The Taiwan market has proved challenging more recently because of its structurally low interest rate environment and increased capital requirements. The Netherlands-based firm’s decision followed similar moves by other European insurers, including ING Group and Prudential plc.
In February, Antai Life Insurance Co. Ltd., ING Group’s subsidiary in Taiwan, was sold to Fubon Financial Holding Co. Ltd. for US$600 million. By acquiring Antai Life Insurance, Fubon becomes the second-largest life insurance company on the island, in terms of total and first-year premiums.
“Antai and another Fubon subsidiary, namely Fubon Life Assurance Co. Ltd., are slated to merge into one in June,” a Fubon Financial official, who declined to be named, noted April 27.
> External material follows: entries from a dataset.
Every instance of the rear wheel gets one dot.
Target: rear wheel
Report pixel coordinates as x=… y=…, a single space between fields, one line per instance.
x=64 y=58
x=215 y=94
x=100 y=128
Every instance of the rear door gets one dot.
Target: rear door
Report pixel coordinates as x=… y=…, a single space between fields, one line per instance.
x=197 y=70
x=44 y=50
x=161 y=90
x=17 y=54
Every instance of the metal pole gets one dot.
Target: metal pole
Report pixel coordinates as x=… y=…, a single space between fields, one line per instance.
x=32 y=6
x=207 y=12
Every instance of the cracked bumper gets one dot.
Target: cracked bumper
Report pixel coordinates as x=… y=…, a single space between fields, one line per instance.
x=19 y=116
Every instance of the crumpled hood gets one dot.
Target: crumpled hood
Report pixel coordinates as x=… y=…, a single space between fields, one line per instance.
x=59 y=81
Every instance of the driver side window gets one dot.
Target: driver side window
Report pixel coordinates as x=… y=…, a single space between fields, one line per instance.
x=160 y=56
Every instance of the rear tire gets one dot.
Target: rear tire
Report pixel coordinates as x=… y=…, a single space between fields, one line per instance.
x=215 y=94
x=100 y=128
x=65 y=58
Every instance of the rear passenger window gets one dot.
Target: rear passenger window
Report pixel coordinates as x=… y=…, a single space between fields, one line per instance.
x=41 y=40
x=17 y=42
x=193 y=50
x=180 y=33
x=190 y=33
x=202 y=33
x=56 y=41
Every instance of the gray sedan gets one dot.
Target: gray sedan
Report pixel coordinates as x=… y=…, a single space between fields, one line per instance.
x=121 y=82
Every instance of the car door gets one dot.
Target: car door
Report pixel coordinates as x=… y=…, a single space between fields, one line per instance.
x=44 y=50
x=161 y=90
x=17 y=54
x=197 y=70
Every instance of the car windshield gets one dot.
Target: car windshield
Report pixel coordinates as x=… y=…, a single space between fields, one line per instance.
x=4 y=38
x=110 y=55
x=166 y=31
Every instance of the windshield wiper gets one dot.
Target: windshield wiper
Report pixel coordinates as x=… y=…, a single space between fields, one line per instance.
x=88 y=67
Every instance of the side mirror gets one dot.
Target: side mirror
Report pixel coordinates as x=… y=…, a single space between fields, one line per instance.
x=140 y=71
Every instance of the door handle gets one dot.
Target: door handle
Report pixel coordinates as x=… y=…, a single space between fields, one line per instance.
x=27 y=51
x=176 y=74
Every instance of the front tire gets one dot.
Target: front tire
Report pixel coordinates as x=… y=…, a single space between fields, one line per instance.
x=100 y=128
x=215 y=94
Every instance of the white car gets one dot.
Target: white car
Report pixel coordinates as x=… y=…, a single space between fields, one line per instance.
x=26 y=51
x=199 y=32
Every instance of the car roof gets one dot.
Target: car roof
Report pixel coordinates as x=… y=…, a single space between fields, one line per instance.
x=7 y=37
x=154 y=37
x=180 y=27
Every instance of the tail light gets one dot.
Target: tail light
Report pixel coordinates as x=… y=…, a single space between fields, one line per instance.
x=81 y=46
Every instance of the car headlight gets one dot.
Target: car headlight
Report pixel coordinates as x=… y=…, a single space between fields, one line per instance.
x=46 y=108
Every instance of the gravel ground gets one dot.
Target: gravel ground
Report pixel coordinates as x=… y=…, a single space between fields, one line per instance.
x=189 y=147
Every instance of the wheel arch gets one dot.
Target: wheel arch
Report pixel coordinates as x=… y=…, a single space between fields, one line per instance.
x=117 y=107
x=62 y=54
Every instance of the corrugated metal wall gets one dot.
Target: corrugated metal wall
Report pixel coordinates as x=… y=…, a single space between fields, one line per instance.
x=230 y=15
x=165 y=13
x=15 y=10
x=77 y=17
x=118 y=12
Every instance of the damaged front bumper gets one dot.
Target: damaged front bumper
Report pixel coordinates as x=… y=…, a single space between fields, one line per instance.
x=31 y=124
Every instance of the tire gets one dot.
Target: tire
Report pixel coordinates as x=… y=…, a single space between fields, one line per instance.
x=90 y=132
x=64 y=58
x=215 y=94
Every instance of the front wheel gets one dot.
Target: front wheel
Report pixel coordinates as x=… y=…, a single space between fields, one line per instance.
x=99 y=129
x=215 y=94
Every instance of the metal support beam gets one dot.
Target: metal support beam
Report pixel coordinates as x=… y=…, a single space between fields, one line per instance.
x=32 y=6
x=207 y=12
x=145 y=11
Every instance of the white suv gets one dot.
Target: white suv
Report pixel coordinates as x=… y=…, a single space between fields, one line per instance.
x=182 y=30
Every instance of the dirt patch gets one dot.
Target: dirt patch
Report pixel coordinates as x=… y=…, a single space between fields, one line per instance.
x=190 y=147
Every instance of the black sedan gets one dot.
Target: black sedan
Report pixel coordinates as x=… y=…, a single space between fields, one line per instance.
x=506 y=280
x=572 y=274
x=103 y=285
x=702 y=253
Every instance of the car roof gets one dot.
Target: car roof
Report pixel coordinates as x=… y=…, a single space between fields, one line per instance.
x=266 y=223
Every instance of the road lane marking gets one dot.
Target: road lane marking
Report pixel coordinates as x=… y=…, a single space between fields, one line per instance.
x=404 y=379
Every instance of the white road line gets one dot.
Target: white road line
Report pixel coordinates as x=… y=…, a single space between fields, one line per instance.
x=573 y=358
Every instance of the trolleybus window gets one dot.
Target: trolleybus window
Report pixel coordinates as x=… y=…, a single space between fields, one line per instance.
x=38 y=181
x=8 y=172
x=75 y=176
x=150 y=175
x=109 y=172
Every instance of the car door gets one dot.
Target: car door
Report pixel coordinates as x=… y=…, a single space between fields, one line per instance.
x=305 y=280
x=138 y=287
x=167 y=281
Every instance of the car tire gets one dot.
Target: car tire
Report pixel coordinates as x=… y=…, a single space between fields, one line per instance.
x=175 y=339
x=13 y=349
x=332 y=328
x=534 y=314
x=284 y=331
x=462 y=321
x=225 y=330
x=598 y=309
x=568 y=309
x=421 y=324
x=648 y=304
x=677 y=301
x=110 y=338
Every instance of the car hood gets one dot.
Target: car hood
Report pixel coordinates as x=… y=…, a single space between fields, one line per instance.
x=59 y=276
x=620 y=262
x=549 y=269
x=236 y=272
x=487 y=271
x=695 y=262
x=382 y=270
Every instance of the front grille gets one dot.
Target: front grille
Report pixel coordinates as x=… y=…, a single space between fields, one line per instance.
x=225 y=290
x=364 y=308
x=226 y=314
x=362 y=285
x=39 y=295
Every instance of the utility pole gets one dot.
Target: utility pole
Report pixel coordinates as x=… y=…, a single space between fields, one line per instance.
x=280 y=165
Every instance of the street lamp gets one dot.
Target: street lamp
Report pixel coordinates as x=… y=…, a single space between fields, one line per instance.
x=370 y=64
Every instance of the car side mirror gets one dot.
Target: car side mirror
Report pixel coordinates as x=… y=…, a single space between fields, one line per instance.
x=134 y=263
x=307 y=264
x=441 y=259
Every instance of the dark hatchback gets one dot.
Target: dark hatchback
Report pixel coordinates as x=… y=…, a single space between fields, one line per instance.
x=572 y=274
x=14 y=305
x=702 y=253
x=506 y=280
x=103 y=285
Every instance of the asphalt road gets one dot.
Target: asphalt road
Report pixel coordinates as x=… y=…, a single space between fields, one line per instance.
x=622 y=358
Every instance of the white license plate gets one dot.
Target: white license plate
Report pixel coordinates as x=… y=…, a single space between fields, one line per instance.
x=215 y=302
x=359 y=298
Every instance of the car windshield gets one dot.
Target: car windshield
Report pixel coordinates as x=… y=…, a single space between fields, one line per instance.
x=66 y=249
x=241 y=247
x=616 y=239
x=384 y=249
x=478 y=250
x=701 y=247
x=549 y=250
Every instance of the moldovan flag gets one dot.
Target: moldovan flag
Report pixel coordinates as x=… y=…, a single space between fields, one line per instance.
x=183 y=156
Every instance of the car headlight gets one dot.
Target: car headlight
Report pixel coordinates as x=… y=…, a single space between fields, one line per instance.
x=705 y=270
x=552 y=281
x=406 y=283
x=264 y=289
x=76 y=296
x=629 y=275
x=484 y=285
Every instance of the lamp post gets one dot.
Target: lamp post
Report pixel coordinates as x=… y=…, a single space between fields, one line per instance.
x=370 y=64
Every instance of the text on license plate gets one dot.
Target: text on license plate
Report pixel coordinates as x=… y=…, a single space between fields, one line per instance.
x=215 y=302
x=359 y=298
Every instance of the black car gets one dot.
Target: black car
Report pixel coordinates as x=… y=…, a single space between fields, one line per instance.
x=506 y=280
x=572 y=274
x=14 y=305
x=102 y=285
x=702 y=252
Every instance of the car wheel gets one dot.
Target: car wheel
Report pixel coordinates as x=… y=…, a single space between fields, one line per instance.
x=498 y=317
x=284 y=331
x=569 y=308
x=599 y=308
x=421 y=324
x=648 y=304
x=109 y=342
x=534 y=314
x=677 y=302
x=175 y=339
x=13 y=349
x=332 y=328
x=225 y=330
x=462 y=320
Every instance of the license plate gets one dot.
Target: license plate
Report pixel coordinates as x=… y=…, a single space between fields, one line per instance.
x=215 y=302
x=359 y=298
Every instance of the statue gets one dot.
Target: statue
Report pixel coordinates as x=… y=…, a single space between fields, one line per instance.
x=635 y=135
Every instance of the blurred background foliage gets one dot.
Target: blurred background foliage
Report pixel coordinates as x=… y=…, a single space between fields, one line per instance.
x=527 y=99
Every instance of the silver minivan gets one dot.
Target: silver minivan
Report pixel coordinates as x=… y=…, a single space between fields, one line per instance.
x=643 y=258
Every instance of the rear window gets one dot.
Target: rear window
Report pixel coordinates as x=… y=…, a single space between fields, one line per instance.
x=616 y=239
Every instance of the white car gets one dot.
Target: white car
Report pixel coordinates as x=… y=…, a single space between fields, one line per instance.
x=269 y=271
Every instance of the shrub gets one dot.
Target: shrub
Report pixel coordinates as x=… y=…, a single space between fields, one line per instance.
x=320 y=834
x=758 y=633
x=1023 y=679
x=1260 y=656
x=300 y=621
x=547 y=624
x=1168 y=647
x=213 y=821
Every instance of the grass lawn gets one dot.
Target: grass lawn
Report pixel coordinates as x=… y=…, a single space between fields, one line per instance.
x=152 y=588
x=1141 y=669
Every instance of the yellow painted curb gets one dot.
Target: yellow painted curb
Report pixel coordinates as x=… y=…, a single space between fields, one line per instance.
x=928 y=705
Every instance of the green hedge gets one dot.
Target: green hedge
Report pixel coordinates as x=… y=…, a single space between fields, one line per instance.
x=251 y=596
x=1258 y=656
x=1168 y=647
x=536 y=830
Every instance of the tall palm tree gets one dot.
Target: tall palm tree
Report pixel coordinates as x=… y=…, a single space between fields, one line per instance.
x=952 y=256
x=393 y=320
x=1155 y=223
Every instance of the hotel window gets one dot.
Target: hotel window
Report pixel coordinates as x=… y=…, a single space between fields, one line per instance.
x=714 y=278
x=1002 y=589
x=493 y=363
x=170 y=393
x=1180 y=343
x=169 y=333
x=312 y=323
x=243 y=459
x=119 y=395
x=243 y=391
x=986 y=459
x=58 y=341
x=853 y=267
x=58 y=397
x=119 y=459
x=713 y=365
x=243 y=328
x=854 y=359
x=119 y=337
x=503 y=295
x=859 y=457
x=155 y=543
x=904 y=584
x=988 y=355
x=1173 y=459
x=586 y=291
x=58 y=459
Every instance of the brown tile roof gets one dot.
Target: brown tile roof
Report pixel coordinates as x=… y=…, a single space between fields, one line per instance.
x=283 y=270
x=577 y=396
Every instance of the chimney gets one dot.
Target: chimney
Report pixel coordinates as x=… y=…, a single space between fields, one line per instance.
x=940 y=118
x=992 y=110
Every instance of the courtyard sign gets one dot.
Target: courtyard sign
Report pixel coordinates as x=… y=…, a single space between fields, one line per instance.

Also in February, China Life Insurance Co. Ltd. and Prudential plc entered into an agreement for the latter to transfer the assets and liabilities of its agency distribution business and agency force in Taiwan to the former for a nominal sum of NT$1. “We expect the deal to be completed by June,” said an official with the Taiwan-based China Life Insurance.
“As an EU-domiciled company, Prudential adheres to the European Union Insurance Group Directive, under which it is required to carry significant economic capital reserves,” Prudential plc noted in a statement released to the press Feb. 20.
Jennifer Wang, chairwoman of the Risk Management and Insurance Department at National Chengchi University, attributed the recent string of consolidations in the industry to the aftermath of the global financial crisis and higher capital requirements. “Parent firms in Europe need to take into account the best use of their capital. They are reluctant to contribute more to maintain their operations here.” Local firms, on the other hand, are seeking bargains for their mergers and acquisitions targets. “More premiums can improve their business structure,” Wang added.
Consolidation within the industry could lead to structural improvement and cost efficiency. “On presumption of synergy from such acquisitions, the local industry will experience fewer competitors while enjoying positive incentives in the long run,” Wang pointed out. But to succeed, the newly formed entities need to find ways to reconcile the different cultures of the merged companies, with their different managerial styles.
Chung Wei Yi was formed for the express purpose of purchasing Aegon NV in Taiwan. Its two main shareholders are Tom Peng, chairman of the Meifu Group, and P. F. Lin, president of Taiwan Glass Industry Corp., a company listed in the local market. Meifu is best known as a construction and property development consortium.